Les matelots anglais fouillèrent le fond de cale, stupéfaits de ne trouver dans le vaisseau que des sacs de toile remplis de sales et boueux nids d'hirondelles. Croyant toujours que cet engrais gluant n'était là que pour cacher un transport plus précieux, les Anglais en jetèrent une grande partie dans la mer, afin d'arriver plus vite à la découverte de la véritable possession des Espagnols. Après avoir vidé le vaisseau, après l'avoir fouillé, sondé, visité, du pont en bas, les accapareurs restèrent les mains vides: il n'y avait réellement que des nids d'oiseaux. La tristesse désespérée des Espagnols excita la gaieté des Anglais. Ils accablèrent donc leurs prisonniers des réflexions les plus moqueuses sur l'étrange chargement qu'ils avaient pris aux îles Philippines.
À son retour sur le brigantin, l'officier fit à son commandant un récit circonstancié de la visite qu'il venait de faire.

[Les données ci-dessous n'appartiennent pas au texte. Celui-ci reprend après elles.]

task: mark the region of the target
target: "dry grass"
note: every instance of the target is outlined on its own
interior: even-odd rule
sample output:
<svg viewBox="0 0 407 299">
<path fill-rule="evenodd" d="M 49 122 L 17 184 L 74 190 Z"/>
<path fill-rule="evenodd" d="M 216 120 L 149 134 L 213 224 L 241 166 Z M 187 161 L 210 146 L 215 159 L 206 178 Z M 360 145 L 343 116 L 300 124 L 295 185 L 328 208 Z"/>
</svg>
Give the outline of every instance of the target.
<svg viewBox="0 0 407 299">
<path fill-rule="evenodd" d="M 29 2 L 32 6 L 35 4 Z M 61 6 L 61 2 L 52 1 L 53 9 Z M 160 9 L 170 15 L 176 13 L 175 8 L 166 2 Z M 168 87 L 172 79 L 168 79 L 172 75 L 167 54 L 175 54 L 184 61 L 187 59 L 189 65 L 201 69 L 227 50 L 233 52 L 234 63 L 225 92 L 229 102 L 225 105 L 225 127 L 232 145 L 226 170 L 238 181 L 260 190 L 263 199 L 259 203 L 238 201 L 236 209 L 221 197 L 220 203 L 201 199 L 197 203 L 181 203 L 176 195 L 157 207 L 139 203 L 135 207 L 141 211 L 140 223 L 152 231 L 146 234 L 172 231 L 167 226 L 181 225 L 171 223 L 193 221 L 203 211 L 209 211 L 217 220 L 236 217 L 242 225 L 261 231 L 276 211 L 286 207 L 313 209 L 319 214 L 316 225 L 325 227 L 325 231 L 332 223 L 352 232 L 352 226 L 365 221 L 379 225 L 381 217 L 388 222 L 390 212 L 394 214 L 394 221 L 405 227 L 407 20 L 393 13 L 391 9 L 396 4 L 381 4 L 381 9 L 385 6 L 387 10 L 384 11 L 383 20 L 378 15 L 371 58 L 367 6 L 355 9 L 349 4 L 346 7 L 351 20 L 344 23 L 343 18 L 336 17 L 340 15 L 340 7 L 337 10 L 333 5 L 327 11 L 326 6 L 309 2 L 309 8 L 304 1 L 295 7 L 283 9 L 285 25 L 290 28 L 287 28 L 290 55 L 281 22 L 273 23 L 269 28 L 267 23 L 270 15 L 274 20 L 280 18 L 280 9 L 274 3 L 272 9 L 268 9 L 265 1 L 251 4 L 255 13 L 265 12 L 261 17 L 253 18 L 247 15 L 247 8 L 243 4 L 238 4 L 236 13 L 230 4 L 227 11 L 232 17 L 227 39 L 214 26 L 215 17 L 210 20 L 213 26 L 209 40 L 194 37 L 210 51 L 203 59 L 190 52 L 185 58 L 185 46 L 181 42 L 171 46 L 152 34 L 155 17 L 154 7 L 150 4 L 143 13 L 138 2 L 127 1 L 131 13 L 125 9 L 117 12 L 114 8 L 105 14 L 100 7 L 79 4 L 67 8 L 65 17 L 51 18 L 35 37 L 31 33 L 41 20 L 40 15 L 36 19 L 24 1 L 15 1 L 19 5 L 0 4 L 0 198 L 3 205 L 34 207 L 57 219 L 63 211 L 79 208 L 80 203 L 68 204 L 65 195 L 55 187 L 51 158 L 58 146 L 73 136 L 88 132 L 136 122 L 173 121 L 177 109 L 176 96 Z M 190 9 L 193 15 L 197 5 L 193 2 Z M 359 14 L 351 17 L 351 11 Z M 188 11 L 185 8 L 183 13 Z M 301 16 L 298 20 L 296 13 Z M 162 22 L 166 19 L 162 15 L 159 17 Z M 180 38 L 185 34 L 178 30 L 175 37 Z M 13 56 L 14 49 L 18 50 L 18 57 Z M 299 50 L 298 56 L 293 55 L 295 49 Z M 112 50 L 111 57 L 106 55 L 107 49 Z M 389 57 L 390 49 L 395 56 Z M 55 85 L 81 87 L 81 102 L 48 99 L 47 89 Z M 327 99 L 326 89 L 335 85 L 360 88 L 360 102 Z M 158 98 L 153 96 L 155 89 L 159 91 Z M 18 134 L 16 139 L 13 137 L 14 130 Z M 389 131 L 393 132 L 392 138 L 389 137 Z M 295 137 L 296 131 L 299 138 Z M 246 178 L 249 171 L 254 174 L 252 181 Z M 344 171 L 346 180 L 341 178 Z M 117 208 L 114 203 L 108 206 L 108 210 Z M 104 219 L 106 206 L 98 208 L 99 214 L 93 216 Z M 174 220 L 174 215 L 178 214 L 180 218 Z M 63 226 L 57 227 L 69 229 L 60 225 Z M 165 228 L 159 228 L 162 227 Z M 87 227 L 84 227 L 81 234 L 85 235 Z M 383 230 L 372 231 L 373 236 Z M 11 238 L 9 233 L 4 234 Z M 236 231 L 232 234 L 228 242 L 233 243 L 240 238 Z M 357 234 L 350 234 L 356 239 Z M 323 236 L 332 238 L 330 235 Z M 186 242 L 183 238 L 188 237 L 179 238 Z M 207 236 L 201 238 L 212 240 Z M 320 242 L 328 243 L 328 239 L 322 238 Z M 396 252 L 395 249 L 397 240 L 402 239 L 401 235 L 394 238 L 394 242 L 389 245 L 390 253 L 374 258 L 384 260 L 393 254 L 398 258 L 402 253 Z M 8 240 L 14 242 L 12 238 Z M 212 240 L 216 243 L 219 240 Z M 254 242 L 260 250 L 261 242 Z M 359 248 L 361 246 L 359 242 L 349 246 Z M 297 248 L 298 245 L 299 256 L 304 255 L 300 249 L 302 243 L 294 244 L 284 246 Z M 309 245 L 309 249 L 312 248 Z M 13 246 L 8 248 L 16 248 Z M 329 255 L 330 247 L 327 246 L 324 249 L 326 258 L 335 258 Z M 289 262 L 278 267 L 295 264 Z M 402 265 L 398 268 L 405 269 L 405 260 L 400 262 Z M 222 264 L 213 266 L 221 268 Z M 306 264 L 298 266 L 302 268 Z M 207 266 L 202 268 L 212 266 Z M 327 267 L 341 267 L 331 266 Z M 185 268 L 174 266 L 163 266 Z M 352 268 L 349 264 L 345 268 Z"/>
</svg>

—Les Espagnols n'avaient point menti, dit-il en riant; ils étaient véritablement gardiens d'un fumier d'ordures; je les ai débarrassés de ce sale arrimage.
—Vous avez bien fait, répondit le stupide commandant, et, comme le vaisseau est espagnol, nous devons le garder; il n'a plus que du ballast, il est vrai, mais le corps a quelque valeur.
—Vraiment, s'écria encore le stupide commandant, ces pauvres Espagnols avaient perdu la tête le jour où il leur vint la sotte idée de remplir leur vaisseau de bourbe, et à plus forte raison de mettre cette puante glaise dans des sacs.
À la suite de ce beau raisonnement, le capitaine chargea un midshipman et quatre marins de prendre la direction du vaisseau et de le conduire dans le port le plus voisin.
La seule chose sensée que fit ce John Bull fut de transporter sur le brigantin les prisonniers espagnols, qui, sans cette précaution, se seraient certainement permis de reprendre leur vaisseau.
À son arrivée dans un port chinois, le commandant raconta d'un air plaisant le tour de moquerie qu'il avait joué aux Espagnols. Son récit fut accueilli par un blâme si général, que le niais personnage comprit enfin la perte considérable qu'il venait de faire.